Problem
The user needs to understand what the system can do.
Solution
Show a set of system outputs for the user to choose from.
Use when
- It is more efficient for the user to learn what the AI system can do from examples.
- A full introduction to the system’s capabilities is too complex to communicate efficiently.
- Often useful for systems dealing with images, audio, or video.
How
Show a preview of the most probable system outputs, based on the current state and input.
Select possible system outputs to display based on one or more considerations:
- Diversity – ensure the sample outputs are sufficiently diverse to demonstrate the range of system capabilities.
- Popularity – select among popular or trending outputs.
- Contextual relevance – for example, take into consideration current events or user goals.
User benefits
- Facilitates user understanding by showing rather than telling.

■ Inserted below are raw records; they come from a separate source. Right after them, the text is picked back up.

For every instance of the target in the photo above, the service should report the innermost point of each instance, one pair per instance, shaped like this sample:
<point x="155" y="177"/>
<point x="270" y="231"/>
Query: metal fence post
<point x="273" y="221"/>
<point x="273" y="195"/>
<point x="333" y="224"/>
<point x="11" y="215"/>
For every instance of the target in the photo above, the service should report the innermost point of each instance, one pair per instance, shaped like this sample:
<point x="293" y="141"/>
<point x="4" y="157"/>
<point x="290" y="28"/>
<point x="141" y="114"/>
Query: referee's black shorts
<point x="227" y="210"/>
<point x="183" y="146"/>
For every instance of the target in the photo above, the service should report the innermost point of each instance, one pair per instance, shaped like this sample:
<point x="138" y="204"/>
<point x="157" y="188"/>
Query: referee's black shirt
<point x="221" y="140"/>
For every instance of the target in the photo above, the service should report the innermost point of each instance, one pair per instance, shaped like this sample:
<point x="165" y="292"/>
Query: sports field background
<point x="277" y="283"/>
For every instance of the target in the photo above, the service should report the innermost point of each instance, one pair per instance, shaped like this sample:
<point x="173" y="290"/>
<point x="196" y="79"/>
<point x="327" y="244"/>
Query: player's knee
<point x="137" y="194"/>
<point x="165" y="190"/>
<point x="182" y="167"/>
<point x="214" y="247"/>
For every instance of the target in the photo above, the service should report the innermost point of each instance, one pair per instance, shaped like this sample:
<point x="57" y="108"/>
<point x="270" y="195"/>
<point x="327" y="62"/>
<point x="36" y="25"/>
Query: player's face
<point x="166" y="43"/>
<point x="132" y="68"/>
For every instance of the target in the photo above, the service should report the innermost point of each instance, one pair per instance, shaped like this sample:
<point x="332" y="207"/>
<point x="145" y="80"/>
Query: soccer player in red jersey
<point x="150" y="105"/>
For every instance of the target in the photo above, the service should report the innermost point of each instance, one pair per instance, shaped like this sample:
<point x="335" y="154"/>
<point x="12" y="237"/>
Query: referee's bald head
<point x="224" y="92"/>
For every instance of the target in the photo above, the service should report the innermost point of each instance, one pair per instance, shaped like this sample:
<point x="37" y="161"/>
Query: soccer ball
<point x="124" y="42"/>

- Learn by doing: Enables the user to learn about system capabilities while using the system.
- May also enable the user to understand how well the AI system can do what it can do (Guideline 2) and disambiguate user intent (Guideline 10).
Common pitfalls
- Providing not enough or too many examples for the user’s particular context.

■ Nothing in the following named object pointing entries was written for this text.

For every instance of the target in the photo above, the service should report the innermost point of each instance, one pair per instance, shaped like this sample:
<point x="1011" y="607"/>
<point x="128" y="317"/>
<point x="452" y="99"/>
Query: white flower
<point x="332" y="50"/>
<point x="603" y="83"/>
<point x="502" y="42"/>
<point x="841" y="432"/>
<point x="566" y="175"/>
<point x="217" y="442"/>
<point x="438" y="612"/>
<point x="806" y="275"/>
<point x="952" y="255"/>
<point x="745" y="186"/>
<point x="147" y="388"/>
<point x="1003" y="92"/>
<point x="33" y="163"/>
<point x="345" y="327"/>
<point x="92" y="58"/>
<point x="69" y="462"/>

Note: Over-inflated user expectations have been shown to cause frustration and even product abandonment.
References
Over-inflated user expectations have been shown to cause frustration and even product abandonment:
- Jan Hartmann, Antonella De Angeli, and Alistair Sutcliffe. 2008. Framing the user experience: information biases on website quality judgement. In Proceedings of the SIGCHI Conference on Human Factors in Computing Systems (CHI ’08). Association for Computing Machinery, New York, NY, USA, 855–864. DOI:https://doi.org/10.1145/1357054.1357190
- Jaroslav Michalco, Jakob Grue Simonsen & Kasper Hornbæk (2015) An Exploration of the Relation Between Expectations and User Experience, International Journal of Human–Computer Interaction, 31:9, 603-617, DOI: 10.1080/10447318.2015.1065696
- Daniel S. Weld and Gagan Basal. 2018. Intelligible Artificial Intelligence
- P. Robinette, W. Li, R. Allen, A. M. Howard and A. R. Wagner, Overtrust of robots in emergency evacuation scenarios, 2016 11th ACM/IEEE International Conference on Human-Robot Interaction (HRI), Christchurch, 2016, pp. 101-108, doi: 10.1109/HRI.2016.7451740.
Notes
While other patterns make use of examples, they are different from G1-E:
G10-A: Disambiguate before acting also uses examples, but offers them as possible options to clarify user intent
G11-F: Example-based explanations makes use of examples to explain a system action after that action has taken place.